神経・精神・運動器の病気
テーマ:レビー小体型認知症
<高齢者の認知症の20%、第3位>
高円寺南診療所の患者さんの中には、
高齢者となったら必ず認知症になると心配している方が少なからずいらっしゃいます。
その割には、認知症に対してワンパターンのイメージを
持っていらっしゃる方が多いのが気になり、今日のテーマとしました。
高齢者の認知症のランキング:
1位アルツハイマー型、2位血管性、3位レビー小体型
ただし、レビー小体型は20%ですが、アルツハイマー型との合併も多く、
実際にはもっと頻度が高いのではないかと思われます。
高円寺南診療所では、高齢者の認知症を疑った場合は、
まずレビー小体型認知症の可能性はないかという視点から見落としを防いでいます。
レビー小体型認知症は発症後10年で早期に死に至るのですが、
これは、根本的な治療法が確立していないことだけでなく、
医師ばかりでなく家族の理解と協力を取り付け、
さらにはタイミングの良い適切な社会的支援が得られていないための成績であると考えるからです。
早期診断は、主治医の重大な責任です。
レビー小体型認知症は男女比が2:1で、男性に多いです。
レビー小体病の一つです。レビー小体病とは、脳にレビー小体が出現する病気です。
パーキンソン病、認知症を伴うパーキンソン病、レビー小体型認知症の総称です。
早期診断のためには、MIBG心筋シンチグラフィで、
心臓交感神経の脱神経所見が役に立ちます。
SPECT・PET検査では、特に後頭葉皮質における血流・代謝低下、
ドパミン・トランスポーター画像(ダットスキャン®)で
大脳基底核ドパミン再取り込み低下を見出します。
大脳皮質領域に広範にレビー小体が出現すると、
進行性認知症とパーキンソニズムを呈するようになるのが特徴です。
レビー小体型認知症では、進行性の認知機能障害やパーキンソニズムの他に、
認知機能の変動・動揺、精神症状(幻視、誤認、妄想)、レム睡眠行動障害、
抗精神病薬に対する過敏性などがみられます。
CT・MRI検査では正常で、海馬の萎縮があってもアルツハイマー型より軽度のことが多いです。
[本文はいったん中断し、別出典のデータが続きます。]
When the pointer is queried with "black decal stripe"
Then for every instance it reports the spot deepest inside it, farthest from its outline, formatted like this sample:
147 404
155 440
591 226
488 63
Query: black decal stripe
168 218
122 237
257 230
根本的な治療法はなく、進行性認知症・精神症状に対するコリンエステラーゼ阻害薬、
パーキンソニズムに対するドパミン前駆物質など対症療法が中心となります。
予後は不良で、発症後10年未満で死亡することが多いです。
認知症の進行がアルツハイマー型より早く、
運動障害・自律神経障害の進行がパーキンソン病より早いです。